Devemos apoiar tudo o que seja
inovação e criação de emprego. Os 3 factores dos estímulos económicos e
financeiros que o Estado deve dar são: ao valor líquido da
Exportação/Importação em cada empresa, ou sectorial; à criação de emprego; e à
inovação.
Última questão de que se fala
muito e, às vezes, mal: a Diplomacia Económica. Lá se chegará, porque é de
facto importante, a diplomacia é económica e pode ser subsidiária. Porque é que
o Estado tem de fazer esforço em apoiar as nossas exportações, a nossa
internacionalização? Deve-o na exacta medida em que ganhamos dinheiro e divisas
com isso. Como é que eu ganho dinheiro na internacionalização? Vamos supor:
Portugal comprou a PT com dinheiro financiado da Banca que os depositantes
portugueses no Brasil. É importante a PT em si? Não, só é uma parte; a PT só é
importante como instrumento de internacionalização se em todos os fornecimentos
exteriores de que precisa, de sites, software,
muita coisa, importar empresas portuguesas para lá, para os ajudar. Eu dou um
exemplo que se passou comigo: eu tive uma pessoa que fazia aqueles sites de telecomunicações onde estão as
antenas dos telefones. Portugal comprou a Telesp Celular e foram de Portugal
para lá três pessoas: o Ronaldo que morreu, coitado, a secretária e um
director. A empresa tinha três portugueses e o resto tudo brasileiro. Na mesma
altura, os Espanhóis da Telefónia compraram uma outra empresa. Logo desembarcou
avião com 300 pessoas, todos os espanhóis tomaram conta da empresa. Daí a algum
tempo, todas as compras, todos os serviços processados, e aí são enormes de
tudo o que se faz nas redes eléctricas e telecomunicações – toda a rede que se
monta, que se mantém; o software que se aplica – tudo isso, eram só empresas
espanholas que trabalhavam. Nós íamos à Telesp Celular e tínhamos de concorrer
com os brasileiros e tínhamos um e eles tinham quatro; os espanhóis tinham
cinco. Havia casos em que administradores de empresas portuguesas íam bater à
porta de empresas que compravam coisas no Brasil e não os recebiam. Diziam
"estamos no Brasil, temos de trabalhar com brasileiros”.
Ou seja, em Espanha tinham e têm
um conceito estratégico, Portugal não faz a mínima ideia do que é
internacionalização.
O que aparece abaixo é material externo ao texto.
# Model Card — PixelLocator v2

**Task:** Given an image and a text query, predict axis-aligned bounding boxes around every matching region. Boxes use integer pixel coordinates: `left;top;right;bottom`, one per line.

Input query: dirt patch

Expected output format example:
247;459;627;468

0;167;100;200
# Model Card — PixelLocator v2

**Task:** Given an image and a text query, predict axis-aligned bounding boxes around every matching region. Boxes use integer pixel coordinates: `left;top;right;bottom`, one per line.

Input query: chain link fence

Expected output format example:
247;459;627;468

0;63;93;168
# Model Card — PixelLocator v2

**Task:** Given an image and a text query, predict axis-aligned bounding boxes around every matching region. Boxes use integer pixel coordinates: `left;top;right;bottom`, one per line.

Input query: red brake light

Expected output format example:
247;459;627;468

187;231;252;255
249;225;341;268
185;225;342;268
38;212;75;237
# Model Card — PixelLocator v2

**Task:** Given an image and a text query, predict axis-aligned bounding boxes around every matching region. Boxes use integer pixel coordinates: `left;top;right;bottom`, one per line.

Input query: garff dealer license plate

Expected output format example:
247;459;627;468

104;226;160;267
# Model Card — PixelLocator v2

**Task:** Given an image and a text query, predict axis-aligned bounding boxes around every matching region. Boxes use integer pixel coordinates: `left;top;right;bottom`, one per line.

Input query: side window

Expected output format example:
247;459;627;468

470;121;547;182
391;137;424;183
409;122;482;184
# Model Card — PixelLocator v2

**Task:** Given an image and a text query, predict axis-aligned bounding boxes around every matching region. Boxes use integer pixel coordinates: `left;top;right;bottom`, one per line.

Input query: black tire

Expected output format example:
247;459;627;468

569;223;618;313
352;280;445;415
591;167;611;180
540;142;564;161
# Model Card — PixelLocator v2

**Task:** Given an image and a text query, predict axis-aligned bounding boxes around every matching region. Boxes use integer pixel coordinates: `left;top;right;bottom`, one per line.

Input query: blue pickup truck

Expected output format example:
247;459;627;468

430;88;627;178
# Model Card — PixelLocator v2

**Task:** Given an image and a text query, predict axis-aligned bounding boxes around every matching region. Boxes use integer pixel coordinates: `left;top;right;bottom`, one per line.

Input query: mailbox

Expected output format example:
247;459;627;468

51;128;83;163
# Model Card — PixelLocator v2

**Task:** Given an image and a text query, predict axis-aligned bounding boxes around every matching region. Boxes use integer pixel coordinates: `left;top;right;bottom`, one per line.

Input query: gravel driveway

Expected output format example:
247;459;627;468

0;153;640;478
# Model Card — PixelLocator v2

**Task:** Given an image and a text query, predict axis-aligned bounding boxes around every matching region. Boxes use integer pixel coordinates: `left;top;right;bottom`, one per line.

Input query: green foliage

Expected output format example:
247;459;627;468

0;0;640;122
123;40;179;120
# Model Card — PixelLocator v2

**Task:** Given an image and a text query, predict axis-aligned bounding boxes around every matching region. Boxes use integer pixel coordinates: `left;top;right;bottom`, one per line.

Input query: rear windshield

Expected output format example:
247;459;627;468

Não é emprestar dinheiro para a PT ou um Banco comprarem
coisas no Brasil, mas sim a partir dessa posição estratégica provocar o
arrastamento e a modelação da mobilização de outras empresas portuguesas para
lá, ou seja, é um conceito de planeta e satélites: uma empresa vai, torna-se um
planeta e faz girar à sua volta um conjunto de satélites que são as empresas
que estão em Portugal e vão para lá trabalhar.
Portugal tem horror a fazer isso,
porque acha que é uma discriminação. Eu digo, é, é a favor de Portugal. Nós
nunca quisemos fazer isso, por isso quando se fala em Diplomacia Económica eu
gosto, é útil, mas é útil em quê? Pôr os Ministros, Governos, Embaixadores a
promover o que estamos a vender? É, mas a verdadeira internacionalização
faz-se, em primeiro lugar, com um órgão que é o AICEP, onde não faz sentido o
Estado estar sozinho. Porque é o Estado que paga, financia, todas as
exportações, apoios, feiras e todas as promoções. O AICEP há muito tempo, numa
lógica reformista, devia ter o Estado e as instituições patronais todas que
exportam. Porque quem sabe alguma coisa sobre exportar são as empresas, não é o
Estado. O Estado saber exportar?! Meu Deus, nem importar, quanto mais exportar!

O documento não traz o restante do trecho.